The court ruled that Rachel be detained and enrolled in school. The report then describes a visit to the Long house which resulted in an order to detain two younger siblings. Mother fled with the two younger siblings which then resulted in a warrant being issued for her arrest.

The amended petition filed March 1, 2006, includes quite a list of allegations of abuse and neglect including “the parents’ failure to keep the children in regular attendance at school.”

The guardian ad litem that was appointed for the two younger children told the court that it needed “to order that the
minor children be enrolled in a school and that the parents assure regular attendance at such school. The attorney asserted regular attendance was not only for the educational benefit of the minors but also because of the safety and welfare protection provided to them by school day interaction with mandated reporters.”

Testimony from the hearing resulted in the court directing “the attorneys to provide it with points and authorities on the legality of the parents’ home schooling their children, and it indicated it wanted a declaration from Sunland Christian School regarding [*46] the school’s accreditation.”

The court ruled that

With respect to the children’s education, the court ordered the parents to ensure that Jonathan and Mary Grace are properly home schooled by ensuring the education materials are updated, and by having the Lynwood school district investigate their home schooling [*50] and give its approval. The court indicated it believed the parents have the legal right to home school their children assuming the home schooling education is appropriate. The court ordered that when Mary Grace and Jonathan are ready for high school, the parents interview the minors for their input as to whether the minors would rather attend home schooling or public school, and if the minors indicated a preference for public school, then the parents are to enroll them in public school.

This ruling led to an appeal.

Apparently, Rachel went to live with her sister Elizabeth. Her progress report was very positive. However, the progress report for the two siblings still at home was not. The report gives instances of how the parents were not cooperative with the social worker or school district officials that visited the home. The guardian ad litem renewed her request that the two children be enrolled in private or public school “to ensure their physical and emotional safety.” The hearing was denied, but the court said it would consider it if there was evidence that the children were not being properly homeschooled. It was at this point that the parents claimed that they homeschooled for their religious beliefs.
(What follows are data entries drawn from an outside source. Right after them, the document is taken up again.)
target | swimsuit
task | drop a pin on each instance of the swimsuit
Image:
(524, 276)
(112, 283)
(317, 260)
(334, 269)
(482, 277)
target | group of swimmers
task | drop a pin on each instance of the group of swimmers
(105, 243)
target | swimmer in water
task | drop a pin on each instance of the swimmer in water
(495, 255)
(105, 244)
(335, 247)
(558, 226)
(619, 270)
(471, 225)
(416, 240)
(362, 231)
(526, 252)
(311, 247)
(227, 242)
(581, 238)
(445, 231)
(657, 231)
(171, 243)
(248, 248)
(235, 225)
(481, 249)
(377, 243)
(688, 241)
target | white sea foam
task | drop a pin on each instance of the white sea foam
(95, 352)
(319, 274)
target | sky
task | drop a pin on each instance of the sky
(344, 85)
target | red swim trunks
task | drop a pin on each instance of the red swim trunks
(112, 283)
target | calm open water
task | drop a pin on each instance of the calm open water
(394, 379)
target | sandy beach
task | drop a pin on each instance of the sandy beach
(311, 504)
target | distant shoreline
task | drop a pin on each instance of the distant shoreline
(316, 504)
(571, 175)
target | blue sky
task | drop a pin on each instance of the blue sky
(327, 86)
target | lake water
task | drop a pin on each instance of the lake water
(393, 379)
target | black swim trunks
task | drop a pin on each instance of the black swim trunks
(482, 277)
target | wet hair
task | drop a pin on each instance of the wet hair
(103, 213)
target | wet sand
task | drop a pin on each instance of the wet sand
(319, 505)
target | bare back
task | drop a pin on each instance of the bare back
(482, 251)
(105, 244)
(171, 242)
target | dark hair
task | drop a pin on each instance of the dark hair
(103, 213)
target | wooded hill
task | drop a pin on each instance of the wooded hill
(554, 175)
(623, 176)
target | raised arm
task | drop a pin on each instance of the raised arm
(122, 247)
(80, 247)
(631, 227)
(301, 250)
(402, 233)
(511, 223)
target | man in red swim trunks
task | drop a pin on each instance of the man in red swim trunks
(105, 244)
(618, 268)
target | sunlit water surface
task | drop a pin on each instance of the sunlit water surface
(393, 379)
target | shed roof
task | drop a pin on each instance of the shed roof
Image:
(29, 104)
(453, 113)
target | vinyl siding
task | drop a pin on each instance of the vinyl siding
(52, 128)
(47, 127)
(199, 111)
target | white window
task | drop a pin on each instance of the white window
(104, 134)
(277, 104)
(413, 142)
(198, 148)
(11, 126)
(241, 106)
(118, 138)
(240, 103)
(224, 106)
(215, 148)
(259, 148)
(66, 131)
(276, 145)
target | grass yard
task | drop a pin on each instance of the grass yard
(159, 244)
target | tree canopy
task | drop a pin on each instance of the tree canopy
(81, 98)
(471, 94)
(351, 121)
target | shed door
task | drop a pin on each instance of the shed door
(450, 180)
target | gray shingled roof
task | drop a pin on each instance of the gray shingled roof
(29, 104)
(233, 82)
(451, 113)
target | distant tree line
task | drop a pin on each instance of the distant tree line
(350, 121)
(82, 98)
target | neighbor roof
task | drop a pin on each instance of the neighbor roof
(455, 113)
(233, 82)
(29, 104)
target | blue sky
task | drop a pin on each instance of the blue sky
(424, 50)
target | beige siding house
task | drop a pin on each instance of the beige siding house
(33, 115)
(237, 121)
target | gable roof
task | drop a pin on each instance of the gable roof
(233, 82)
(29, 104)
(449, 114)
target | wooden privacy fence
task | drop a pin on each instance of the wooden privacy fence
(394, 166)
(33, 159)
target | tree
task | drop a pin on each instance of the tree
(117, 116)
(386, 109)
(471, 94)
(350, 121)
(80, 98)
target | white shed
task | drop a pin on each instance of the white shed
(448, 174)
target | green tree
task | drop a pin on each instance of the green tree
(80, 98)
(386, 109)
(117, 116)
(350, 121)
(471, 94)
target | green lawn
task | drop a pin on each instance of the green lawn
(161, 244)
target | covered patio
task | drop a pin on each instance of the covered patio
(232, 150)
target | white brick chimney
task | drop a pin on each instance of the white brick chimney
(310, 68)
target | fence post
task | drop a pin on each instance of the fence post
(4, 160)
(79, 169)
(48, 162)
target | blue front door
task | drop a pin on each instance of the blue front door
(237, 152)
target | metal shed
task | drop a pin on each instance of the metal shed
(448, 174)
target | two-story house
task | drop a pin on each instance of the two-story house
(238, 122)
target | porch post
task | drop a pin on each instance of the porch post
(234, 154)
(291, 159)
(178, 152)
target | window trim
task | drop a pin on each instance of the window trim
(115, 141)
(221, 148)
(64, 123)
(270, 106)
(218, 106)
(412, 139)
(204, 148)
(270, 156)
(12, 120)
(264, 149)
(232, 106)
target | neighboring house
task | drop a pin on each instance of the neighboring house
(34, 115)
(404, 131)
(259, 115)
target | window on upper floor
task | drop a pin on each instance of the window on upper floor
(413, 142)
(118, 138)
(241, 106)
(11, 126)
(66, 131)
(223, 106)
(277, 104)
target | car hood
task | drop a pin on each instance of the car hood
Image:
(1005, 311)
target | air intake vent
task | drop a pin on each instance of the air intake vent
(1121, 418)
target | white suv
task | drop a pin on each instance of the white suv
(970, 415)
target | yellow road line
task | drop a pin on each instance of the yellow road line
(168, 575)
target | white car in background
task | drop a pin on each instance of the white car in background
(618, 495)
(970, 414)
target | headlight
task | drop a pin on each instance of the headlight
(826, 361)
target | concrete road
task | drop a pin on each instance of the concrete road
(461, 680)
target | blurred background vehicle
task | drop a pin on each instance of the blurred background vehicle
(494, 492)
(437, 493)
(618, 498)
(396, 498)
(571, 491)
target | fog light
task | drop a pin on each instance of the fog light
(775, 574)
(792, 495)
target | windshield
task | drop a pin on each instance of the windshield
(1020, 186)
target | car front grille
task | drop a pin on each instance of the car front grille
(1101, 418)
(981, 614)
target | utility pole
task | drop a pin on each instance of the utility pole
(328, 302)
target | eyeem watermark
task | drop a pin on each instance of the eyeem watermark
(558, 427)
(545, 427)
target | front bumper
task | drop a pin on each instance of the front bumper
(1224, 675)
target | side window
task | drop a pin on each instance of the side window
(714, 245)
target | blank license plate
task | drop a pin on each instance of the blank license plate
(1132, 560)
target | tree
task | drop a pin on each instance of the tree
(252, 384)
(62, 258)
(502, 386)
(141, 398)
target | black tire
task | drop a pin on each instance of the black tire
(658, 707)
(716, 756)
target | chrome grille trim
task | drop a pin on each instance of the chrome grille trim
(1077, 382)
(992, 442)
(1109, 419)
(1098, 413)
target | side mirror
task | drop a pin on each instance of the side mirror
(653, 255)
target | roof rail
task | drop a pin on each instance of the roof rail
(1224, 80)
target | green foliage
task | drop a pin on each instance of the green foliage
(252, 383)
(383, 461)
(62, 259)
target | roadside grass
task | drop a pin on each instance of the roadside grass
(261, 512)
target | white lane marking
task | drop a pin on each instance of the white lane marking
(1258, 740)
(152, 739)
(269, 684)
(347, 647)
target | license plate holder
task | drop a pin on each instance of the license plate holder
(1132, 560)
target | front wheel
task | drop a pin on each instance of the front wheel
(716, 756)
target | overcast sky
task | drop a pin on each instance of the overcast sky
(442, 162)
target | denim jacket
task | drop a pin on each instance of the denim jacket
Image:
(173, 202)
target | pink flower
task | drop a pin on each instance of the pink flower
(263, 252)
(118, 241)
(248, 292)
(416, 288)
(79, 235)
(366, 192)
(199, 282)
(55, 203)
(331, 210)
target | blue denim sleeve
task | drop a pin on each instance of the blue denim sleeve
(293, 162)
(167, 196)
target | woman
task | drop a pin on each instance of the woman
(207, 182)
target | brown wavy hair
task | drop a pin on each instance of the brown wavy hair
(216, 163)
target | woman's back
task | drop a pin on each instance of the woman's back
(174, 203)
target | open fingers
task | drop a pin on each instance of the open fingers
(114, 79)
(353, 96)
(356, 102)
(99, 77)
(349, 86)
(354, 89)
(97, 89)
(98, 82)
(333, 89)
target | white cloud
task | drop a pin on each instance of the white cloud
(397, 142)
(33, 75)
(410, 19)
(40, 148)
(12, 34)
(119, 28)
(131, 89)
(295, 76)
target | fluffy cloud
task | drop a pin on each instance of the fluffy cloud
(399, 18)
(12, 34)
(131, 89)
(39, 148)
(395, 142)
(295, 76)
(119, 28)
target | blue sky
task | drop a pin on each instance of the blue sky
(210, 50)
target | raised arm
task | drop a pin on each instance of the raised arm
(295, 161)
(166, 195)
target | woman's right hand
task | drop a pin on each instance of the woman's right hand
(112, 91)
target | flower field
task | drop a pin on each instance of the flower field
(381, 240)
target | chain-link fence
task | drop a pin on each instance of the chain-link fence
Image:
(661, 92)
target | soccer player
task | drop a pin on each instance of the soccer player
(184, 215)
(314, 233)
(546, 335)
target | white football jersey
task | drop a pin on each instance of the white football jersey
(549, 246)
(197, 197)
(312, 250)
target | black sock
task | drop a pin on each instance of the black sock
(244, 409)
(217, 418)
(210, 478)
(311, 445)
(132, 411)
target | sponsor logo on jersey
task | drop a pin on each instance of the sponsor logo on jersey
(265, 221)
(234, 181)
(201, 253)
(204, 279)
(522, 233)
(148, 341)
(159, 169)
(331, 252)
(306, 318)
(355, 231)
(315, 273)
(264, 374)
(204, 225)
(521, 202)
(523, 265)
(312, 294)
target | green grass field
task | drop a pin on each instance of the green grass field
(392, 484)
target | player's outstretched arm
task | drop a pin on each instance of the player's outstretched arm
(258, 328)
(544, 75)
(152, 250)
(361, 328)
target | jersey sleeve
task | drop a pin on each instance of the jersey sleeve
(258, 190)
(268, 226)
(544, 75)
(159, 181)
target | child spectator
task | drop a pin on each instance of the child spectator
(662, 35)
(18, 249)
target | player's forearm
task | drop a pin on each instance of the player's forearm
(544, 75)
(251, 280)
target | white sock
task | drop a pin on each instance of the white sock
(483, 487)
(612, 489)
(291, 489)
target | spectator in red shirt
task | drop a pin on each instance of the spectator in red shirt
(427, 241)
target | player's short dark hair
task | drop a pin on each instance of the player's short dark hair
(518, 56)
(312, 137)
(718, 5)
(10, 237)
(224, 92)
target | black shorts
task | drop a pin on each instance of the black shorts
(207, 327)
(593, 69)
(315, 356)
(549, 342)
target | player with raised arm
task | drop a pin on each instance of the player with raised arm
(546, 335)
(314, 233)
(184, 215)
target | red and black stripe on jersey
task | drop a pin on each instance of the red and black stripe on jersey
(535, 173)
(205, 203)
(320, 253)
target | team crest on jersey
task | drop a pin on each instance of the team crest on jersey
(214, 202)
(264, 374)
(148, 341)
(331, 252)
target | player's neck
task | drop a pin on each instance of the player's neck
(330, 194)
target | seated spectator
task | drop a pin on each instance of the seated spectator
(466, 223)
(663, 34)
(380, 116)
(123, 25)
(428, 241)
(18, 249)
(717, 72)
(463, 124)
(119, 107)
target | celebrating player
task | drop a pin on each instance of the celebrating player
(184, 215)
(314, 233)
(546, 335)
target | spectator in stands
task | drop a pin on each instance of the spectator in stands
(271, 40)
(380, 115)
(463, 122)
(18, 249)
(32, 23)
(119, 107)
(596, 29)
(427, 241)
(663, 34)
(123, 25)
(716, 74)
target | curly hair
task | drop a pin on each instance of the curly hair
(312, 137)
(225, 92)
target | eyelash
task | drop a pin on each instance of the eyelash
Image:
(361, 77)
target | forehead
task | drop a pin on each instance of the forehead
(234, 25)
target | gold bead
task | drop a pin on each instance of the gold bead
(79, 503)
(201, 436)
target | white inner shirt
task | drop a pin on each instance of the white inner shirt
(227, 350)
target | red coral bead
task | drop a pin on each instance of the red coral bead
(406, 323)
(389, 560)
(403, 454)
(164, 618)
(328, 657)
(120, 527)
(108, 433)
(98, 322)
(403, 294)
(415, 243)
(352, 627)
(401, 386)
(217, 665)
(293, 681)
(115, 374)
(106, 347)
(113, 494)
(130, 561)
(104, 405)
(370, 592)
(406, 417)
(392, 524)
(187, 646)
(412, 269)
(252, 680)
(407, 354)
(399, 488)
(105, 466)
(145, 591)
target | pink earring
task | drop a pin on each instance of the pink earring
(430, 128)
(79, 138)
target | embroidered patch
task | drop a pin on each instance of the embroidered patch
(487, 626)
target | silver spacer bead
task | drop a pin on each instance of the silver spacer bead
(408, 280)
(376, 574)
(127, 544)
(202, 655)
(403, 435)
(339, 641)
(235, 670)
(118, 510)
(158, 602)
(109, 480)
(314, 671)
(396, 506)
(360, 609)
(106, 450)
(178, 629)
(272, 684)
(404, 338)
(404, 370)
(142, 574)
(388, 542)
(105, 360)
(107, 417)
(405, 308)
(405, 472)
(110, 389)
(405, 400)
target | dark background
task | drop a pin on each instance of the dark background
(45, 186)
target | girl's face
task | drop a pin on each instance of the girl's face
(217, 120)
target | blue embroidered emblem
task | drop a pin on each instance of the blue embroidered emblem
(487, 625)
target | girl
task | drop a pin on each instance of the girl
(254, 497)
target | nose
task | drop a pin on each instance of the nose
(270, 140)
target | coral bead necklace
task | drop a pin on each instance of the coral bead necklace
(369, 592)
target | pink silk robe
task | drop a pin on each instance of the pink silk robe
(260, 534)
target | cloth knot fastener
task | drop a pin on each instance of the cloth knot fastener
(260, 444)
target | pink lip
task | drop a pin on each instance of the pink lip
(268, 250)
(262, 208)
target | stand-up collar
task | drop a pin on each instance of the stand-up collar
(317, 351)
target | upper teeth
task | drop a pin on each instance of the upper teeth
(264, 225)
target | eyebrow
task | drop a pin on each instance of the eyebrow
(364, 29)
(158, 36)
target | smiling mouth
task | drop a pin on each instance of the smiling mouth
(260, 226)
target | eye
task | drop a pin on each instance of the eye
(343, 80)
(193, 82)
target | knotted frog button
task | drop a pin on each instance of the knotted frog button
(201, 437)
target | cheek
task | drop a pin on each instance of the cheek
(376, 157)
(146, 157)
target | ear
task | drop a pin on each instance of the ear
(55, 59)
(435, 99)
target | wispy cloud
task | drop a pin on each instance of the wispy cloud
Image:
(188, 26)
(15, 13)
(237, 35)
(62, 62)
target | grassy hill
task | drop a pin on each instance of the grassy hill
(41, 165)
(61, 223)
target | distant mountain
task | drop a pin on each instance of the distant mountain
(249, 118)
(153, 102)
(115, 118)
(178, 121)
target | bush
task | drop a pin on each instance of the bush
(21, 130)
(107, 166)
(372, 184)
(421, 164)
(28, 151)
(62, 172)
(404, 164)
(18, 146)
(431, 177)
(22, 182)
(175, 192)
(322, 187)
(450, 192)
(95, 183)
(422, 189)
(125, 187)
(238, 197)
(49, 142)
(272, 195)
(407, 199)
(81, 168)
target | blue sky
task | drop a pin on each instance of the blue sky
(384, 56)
The six-month progress report states that Rachel had run away from her sister’s home and her whereabouts were unknown. As far as the two younger siblings at home, there are more statements that the parents were not cooperative.

The court ruled to keep jurisdiction of the children but stated that it would release them at the 2nd six month review. The parents tried to argue that the homeschooling issue was moot at this point, but the court ruled that it was not. This began the investigation as to the legality of “homeschooling” in California.

It’s clear that there is something amiss in this family and that they all need some sort of help. Otherwise, they would not have had a relationship with CPS over the last 20 years. However, sending them to a government or private school isn’t going to keep anyone from abusing the children nor is it going to make the parents better parents. It’s unfortunate for homeschoolers nationwide that this family claimed to homeschool which led to the court’s ruling that teaching must be done by a certified teacher.